Das Verwaltungsgericht Köln hat gerade erklärt, dass eine Entfernung von maximal fünf Kilometern vom Wohnort zumutbar ist. Dagegen hat die Stadt aber schon Beschwerde eingelegt, die will auch größere Entfernungen zumuten. Das heißt: Die Entscheidung geht jetzt ans Oberverwaltungsgericht in Münster. Im gleichen Urteil hat das Verwaltungsgericht gesagt, dass man die Eltern in ihrer Wahlfreiheit nicht einschränken darf. Das heißt: Wenn sie keine Tagesmutter, sondern eine Kita wollen, dann sollen sie die auch kriegen. Auch da muss man aber sehen, ob dieses Urteil Bestand haben wird.

Was ist denn das Problem bei einer Tagesmutter?
Sie ist oft teurer als ein Kita-Platz. Vor allem aber gibt es große Unsicherheiten: Was ist, wenn die Tagesmutter krank ist? Wenn sie in Urlaub fährt? Oft bieten Tagesmütter auch keine Ganztagsbetreuung an. Deshalb bevorzugen viele Eltern eine Kita, wo die Betreuung sicher gewährleistet ist.

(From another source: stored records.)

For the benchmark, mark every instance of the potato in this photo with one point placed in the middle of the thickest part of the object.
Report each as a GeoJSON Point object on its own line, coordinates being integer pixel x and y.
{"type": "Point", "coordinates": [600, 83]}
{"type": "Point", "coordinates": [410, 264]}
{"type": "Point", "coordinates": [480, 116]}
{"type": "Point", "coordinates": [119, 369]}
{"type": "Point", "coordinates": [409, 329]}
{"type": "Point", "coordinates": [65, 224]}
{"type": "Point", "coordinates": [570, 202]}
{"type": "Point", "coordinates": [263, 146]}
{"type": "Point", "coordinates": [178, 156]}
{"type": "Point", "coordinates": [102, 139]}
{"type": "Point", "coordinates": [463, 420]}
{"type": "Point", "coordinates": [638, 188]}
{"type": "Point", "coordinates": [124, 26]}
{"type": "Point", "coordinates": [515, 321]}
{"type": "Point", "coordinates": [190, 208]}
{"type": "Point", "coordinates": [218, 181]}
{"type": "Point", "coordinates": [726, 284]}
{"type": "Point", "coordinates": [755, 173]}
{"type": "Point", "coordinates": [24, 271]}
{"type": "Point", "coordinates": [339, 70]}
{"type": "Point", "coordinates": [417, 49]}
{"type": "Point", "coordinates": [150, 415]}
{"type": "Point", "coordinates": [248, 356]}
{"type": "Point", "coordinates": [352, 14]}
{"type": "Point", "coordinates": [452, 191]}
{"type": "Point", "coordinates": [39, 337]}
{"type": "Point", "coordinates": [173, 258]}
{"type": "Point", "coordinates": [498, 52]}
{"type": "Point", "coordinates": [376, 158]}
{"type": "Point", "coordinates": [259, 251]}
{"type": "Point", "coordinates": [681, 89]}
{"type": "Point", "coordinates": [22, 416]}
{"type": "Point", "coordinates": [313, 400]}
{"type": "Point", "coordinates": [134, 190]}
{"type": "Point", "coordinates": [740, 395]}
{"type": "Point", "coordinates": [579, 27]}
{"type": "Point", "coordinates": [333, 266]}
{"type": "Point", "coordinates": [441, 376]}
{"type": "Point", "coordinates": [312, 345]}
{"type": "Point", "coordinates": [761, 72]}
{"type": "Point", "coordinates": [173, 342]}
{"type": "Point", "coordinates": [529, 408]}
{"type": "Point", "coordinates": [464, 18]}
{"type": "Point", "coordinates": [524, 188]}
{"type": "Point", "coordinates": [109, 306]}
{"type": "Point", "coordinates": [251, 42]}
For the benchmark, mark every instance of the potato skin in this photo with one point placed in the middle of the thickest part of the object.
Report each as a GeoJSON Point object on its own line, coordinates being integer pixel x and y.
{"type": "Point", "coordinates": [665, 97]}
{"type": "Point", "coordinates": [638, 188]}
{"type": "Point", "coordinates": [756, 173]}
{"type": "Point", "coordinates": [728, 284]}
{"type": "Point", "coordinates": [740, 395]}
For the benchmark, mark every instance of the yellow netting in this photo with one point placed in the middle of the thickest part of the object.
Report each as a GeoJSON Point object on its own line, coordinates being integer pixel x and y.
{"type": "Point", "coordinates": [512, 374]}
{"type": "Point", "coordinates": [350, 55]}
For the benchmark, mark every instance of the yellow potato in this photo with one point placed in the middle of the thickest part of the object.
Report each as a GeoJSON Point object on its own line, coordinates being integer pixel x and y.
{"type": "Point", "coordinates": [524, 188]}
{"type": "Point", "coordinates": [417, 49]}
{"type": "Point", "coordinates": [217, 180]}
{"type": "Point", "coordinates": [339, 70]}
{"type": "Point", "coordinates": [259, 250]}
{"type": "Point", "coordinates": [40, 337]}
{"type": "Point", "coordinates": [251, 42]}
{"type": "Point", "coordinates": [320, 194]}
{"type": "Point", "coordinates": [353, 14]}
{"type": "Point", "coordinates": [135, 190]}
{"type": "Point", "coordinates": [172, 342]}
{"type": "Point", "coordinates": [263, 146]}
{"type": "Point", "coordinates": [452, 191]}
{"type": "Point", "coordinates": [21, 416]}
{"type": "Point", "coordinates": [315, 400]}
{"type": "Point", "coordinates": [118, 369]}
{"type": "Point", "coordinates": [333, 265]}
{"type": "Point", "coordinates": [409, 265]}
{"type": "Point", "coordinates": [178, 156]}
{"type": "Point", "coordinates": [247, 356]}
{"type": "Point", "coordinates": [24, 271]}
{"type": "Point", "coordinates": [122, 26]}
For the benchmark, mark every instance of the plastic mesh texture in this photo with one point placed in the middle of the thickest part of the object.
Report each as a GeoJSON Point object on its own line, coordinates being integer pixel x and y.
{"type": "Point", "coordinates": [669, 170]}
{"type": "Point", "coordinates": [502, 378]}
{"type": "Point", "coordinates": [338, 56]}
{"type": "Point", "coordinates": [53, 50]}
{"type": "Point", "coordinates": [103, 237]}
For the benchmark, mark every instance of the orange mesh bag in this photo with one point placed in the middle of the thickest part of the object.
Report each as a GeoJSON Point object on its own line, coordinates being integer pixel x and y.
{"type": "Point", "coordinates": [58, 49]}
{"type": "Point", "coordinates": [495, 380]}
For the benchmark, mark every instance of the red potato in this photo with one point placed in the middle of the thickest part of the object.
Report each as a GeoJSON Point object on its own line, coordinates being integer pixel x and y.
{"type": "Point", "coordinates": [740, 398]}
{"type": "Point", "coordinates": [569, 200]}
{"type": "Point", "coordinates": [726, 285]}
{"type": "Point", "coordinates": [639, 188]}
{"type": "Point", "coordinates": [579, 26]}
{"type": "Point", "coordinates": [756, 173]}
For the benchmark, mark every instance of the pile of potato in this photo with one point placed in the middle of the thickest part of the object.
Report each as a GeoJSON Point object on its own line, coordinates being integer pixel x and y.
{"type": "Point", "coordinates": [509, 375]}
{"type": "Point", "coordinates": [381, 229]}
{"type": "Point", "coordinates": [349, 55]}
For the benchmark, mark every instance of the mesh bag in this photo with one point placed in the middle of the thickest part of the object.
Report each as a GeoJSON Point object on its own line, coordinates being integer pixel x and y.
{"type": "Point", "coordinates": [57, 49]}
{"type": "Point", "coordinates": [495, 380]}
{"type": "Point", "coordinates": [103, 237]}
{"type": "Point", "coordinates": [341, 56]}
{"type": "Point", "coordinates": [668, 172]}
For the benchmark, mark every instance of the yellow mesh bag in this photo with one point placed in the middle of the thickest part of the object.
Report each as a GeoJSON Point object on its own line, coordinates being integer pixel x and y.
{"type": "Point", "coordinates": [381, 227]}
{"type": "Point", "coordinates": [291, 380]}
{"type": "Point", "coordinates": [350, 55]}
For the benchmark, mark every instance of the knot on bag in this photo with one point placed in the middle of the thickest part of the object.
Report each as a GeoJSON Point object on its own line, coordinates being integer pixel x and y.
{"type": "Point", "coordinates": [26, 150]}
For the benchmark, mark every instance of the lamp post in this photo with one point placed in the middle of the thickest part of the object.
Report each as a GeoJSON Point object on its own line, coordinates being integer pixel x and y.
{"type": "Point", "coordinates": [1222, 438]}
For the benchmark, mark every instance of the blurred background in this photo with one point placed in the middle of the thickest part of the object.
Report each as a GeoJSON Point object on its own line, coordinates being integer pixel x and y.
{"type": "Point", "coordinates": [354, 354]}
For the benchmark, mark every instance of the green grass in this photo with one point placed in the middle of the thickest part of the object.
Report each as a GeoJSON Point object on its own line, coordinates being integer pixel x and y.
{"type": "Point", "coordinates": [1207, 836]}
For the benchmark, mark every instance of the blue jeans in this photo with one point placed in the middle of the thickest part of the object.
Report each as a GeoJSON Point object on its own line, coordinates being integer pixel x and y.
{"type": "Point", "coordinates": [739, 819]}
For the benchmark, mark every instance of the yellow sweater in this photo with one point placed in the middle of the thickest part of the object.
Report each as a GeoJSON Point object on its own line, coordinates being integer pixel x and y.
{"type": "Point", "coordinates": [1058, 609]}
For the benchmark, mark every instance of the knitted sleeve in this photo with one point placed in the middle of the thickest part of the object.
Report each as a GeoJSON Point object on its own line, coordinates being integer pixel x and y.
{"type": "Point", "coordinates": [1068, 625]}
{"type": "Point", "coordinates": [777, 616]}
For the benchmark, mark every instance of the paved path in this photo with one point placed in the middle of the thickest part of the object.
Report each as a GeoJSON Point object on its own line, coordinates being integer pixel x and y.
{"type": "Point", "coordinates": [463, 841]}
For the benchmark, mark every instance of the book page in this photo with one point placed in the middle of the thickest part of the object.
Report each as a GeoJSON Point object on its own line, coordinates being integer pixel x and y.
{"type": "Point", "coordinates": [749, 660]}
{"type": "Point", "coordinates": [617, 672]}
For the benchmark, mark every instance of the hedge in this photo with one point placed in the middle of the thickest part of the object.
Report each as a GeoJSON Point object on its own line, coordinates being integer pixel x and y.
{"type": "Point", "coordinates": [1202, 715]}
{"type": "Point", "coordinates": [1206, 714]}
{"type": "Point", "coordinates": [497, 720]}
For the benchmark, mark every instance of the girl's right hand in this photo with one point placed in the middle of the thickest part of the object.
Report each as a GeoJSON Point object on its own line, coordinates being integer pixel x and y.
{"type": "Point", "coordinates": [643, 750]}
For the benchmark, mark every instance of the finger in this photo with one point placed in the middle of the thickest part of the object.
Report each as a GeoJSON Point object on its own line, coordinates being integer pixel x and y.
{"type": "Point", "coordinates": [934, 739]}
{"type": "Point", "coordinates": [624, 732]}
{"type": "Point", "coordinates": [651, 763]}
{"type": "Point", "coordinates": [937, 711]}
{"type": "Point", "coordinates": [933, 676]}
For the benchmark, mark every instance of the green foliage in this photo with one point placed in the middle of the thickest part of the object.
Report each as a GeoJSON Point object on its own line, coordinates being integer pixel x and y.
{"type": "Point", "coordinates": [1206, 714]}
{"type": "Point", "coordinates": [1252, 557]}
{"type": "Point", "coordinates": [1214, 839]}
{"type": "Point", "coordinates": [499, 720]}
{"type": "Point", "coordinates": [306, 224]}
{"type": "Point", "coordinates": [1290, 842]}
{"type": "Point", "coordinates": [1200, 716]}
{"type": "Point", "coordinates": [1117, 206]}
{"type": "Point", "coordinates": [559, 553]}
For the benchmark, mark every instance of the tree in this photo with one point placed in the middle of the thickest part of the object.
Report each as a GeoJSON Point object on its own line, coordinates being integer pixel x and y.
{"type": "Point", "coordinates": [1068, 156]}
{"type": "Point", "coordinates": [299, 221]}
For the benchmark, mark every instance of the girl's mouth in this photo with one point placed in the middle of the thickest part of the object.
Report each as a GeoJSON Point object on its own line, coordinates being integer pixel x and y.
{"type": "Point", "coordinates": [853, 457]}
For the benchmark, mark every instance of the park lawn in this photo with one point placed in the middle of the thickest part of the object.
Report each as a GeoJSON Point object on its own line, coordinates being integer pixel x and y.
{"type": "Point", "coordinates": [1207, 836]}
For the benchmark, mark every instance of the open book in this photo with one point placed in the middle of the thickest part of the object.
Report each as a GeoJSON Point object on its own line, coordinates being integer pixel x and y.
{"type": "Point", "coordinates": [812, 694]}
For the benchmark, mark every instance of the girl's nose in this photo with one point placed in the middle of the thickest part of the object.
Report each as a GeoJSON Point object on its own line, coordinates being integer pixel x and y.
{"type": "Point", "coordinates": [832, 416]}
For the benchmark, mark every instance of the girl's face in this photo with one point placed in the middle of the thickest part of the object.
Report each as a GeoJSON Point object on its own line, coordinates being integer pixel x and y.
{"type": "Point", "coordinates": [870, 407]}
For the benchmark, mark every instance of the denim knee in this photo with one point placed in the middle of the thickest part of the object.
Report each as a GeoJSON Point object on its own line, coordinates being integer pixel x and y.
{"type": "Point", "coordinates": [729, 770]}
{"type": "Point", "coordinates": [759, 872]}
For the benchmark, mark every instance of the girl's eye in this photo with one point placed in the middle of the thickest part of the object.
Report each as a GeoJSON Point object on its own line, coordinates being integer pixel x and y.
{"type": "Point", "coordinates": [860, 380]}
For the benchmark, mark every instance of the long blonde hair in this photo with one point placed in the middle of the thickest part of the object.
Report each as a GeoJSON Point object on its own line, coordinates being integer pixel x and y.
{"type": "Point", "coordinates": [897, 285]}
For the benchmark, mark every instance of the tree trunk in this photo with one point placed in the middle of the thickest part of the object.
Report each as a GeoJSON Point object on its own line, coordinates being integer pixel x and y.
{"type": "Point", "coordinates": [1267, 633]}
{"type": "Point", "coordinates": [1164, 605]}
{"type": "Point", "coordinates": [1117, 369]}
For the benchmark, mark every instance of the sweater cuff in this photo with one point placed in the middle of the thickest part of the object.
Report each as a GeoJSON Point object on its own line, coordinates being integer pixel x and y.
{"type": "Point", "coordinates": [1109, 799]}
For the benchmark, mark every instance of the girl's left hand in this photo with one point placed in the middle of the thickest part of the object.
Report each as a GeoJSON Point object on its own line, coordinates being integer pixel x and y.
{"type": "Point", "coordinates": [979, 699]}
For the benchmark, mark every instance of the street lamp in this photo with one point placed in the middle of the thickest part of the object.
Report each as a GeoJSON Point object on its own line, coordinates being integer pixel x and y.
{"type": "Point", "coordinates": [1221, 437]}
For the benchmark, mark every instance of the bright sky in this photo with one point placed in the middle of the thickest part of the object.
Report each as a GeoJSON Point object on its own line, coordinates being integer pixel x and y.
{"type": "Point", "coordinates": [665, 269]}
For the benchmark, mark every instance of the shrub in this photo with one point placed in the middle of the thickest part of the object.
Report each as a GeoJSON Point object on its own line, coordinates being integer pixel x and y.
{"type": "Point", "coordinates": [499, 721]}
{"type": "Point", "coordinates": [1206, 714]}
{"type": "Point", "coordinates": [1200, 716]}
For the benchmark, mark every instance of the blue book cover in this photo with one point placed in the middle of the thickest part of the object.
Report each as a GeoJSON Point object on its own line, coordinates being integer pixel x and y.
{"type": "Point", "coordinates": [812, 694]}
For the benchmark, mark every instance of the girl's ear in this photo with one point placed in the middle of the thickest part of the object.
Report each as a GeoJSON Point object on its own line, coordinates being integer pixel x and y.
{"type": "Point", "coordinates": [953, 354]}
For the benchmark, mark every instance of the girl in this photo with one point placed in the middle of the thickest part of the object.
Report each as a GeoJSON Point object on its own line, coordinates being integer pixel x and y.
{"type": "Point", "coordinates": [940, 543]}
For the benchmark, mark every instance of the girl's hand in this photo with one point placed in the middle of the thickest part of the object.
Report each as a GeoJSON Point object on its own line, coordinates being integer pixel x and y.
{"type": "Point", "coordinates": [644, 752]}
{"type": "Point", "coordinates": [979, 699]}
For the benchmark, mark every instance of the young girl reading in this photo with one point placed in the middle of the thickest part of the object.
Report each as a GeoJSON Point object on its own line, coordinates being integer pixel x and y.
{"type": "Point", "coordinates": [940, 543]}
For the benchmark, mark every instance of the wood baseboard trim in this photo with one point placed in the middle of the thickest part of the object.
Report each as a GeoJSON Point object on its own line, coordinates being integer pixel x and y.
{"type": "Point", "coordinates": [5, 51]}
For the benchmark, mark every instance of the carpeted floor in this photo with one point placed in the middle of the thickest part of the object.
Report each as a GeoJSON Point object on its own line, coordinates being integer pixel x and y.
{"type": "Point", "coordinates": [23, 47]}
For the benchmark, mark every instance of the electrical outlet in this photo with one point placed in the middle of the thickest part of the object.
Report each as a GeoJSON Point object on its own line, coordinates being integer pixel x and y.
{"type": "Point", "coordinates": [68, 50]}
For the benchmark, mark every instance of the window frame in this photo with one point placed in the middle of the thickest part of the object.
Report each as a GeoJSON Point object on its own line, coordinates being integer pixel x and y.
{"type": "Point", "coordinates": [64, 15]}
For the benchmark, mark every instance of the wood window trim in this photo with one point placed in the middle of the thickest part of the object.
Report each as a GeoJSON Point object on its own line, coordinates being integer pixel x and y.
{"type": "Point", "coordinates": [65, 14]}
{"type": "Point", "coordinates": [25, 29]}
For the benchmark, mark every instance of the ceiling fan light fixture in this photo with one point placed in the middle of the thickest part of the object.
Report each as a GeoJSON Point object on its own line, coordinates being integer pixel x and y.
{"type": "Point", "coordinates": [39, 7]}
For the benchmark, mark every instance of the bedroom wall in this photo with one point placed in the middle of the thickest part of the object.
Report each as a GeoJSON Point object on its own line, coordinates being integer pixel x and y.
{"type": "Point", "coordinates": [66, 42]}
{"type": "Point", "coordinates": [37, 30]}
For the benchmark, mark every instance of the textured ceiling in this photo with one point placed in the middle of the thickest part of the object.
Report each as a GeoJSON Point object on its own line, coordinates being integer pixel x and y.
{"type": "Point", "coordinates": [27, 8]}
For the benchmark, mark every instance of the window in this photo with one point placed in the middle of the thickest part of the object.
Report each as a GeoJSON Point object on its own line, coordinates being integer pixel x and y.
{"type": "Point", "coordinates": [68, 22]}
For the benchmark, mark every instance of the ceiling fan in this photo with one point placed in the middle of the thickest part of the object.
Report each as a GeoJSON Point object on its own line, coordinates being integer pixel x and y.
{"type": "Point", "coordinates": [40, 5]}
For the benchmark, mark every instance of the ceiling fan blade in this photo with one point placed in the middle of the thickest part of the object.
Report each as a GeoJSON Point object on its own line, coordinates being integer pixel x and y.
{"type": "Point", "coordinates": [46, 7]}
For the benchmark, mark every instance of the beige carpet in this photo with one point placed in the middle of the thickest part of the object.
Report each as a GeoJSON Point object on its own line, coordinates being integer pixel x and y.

Und was bringt die Klage? Wenn eine Stadt keine Betreuungsplätze mehr hat, kann das Gericht ja keine herzaubern.
Ich klage sozusagen auf den nächsten freien Betreuungsplatz. Wenn ein Elternpaar geduldig auf der Warteliste steht und nichts unternimmt, dann ist es für die Stadt natürlich viel einfacher, sich bei denen einfach nicht zu melden. Und wenn das Gericht entscheidet, dass die Stadt einem Kind einen Betreuungsplatz zuweisen muss und die Stadt kommt dem nicht nach, dann ist daraus ein Anspruch auf Schadenersatz abzuleiten.

Was heißt das?
Wenn ich keinen Kitaplatz habe und deshalb zum Beispiel einen Babysitter brauche oder gar meine Arbeitsstelle nicht antreten konnte, dann entsteht mir ja ein finanzieller Schaden. Und der muss übernommen werden. Da warten wir jetzt auf die ersten Urteile. Um diesen Schadenersatz zu vermeiden, versuchen die Städte auf Biegen und Brechen, einen Kita-Platz anzubieten.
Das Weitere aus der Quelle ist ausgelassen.